Food Heritage-making between the Alps and the Adriatic

Food Heritage-making between the Alps and the Adriatic

The last, third number of the 49th volume of Traditiones, the journal of the Institute of Slovenian Ethnology and Ethnography and Institute of Ethnomusicology, appeared on the eve of the year 2021. The year in which Slovenia will be the holder of the title of European region of Gastronomy is being introduced with the thematic section Food Heritage-making between the Alps and the Adriatic. Edited by Špela Ledinek Lozej and Katarina Šrimpf Vendramin, the section brings four articles, based on papers presented at an international conference at the University of Udine (Italy). It explores various aspects of food heritage and its heritage-making: from overlapping with and differing from other qualification mechanisms, such as certification and branding, and incorporating heritage into marketing and tourism, to the bases for defining the differences between heritagization and other forms of appropriating the past.
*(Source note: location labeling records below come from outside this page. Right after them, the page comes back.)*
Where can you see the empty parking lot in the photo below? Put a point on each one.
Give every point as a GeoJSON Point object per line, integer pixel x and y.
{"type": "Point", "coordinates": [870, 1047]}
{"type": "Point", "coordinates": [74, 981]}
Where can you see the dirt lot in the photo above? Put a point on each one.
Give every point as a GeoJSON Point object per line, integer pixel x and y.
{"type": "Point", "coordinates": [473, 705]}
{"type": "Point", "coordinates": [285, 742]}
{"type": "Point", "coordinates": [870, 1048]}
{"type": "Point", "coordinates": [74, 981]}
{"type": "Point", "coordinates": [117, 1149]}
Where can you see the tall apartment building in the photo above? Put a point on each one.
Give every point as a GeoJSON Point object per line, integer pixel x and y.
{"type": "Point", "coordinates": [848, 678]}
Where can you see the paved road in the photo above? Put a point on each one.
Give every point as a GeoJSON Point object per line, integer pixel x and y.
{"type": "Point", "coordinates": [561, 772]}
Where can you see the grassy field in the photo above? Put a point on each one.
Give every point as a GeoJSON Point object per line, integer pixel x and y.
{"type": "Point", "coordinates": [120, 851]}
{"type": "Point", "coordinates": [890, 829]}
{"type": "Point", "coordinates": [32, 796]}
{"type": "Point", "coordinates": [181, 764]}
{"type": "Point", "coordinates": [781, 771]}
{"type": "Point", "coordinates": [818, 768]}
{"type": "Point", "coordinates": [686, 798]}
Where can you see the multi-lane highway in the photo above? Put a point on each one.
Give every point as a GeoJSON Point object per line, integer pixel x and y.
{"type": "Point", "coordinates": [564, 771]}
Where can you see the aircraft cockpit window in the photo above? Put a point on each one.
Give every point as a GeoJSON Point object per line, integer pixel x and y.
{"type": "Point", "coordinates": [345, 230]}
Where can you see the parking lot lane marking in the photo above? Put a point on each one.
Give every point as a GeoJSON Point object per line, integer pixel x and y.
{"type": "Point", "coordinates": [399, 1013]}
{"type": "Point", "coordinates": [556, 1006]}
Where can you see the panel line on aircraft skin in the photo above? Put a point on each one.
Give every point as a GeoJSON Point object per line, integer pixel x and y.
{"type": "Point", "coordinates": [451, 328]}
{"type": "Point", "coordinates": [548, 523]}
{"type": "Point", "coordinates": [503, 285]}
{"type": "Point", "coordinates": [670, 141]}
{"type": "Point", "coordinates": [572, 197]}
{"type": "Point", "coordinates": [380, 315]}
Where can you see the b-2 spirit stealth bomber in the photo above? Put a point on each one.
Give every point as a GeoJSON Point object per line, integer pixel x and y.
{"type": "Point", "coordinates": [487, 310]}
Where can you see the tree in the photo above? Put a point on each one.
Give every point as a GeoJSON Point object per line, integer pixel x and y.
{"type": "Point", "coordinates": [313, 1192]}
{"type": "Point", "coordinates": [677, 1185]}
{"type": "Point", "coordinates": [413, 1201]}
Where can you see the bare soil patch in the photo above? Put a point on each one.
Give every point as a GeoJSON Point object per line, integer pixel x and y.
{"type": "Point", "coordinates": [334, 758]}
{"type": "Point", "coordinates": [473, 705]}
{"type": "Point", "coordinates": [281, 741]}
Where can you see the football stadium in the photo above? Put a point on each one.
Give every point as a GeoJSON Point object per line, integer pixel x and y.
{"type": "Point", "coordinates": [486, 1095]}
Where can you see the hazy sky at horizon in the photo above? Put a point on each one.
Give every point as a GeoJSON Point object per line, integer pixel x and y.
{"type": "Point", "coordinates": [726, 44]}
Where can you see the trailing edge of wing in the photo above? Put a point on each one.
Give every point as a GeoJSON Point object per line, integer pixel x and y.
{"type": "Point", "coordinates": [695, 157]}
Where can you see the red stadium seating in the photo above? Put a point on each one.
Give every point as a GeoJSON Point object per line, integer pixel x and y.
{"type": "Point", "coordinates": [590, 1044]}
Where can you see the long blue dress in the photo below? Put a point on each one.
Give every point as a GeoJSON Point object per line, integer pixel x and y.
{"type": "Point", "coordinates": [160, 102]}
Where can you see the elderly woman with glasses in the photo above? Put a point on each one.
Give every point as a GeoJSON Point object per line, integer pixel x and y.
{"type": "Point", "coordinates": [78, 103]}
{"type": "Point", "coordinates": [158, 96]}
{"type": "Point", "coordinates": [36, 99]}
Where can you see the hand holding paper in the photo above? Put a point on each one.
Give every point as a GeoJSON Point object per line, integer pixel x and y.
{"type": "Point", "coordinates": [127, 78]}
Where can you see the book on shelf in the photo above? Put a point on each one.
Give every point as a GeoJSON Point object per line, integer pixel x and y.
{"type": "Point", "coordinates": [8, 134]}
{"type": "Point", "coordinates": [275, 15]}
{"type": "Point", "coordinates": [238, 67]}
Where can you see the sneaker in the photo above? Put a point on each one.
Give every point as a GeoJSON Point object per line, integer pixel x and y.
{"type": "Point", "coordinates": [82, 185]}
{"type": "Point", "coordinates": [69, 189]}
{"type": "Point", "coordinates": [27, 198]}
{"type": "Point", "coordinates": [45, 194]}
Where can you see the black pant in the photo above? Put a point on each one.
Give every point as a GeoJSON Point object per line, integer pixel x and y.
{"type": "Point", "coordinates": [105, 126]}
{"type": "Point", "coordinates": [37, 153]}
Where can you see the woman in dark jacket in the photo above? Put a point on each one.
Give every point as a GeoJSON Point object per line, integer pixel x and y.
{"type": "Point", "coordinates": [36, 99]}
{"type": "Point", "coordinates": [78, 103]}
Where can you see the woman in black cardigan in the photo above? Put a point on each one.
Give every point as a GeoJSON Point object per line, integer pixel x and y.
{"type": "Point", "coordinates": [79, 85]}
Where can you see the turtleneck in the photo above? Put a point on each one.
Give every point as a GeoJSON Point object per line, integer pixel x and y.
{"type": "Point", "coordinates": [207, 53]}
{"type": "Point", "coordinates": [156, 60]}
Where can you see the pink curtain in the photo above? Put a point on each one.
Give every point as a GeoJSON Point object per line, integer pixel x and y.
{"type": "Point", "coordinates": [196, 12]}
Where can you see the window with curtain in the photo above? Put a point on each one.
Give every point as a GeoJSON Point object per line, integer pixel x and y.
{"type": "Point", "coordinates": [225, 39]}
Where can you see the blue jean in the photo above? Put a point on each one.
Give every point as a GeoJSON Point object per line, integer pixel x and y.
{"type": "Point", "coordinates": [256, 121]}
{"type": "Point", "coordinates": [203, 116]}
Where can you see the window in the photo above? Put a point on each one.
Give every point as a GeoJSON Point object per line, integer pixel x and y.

Based on the case studies of four Adriatic fish, Nataša Rogelja Caf, Alenka Janko Spreizer and Martina Bofulin place different forms of selection of the past (i.e., remembering, heritagization, and past presencing) against the local special features or everyday dispositions of coexisting with the past (defined as undigested histories, blurring, and distancing). Špela Ledinek Lozej writes about the branding of Tolmin cheese and Maja Godina Golija of the Upper Savinja Valley Stomach Sausage. The role of heritage in shaping the tourist offer and recognition of the area is presented the article “Between Traditions and Innovations” by Maja Topole and Primož Pipan. Enjoy reading!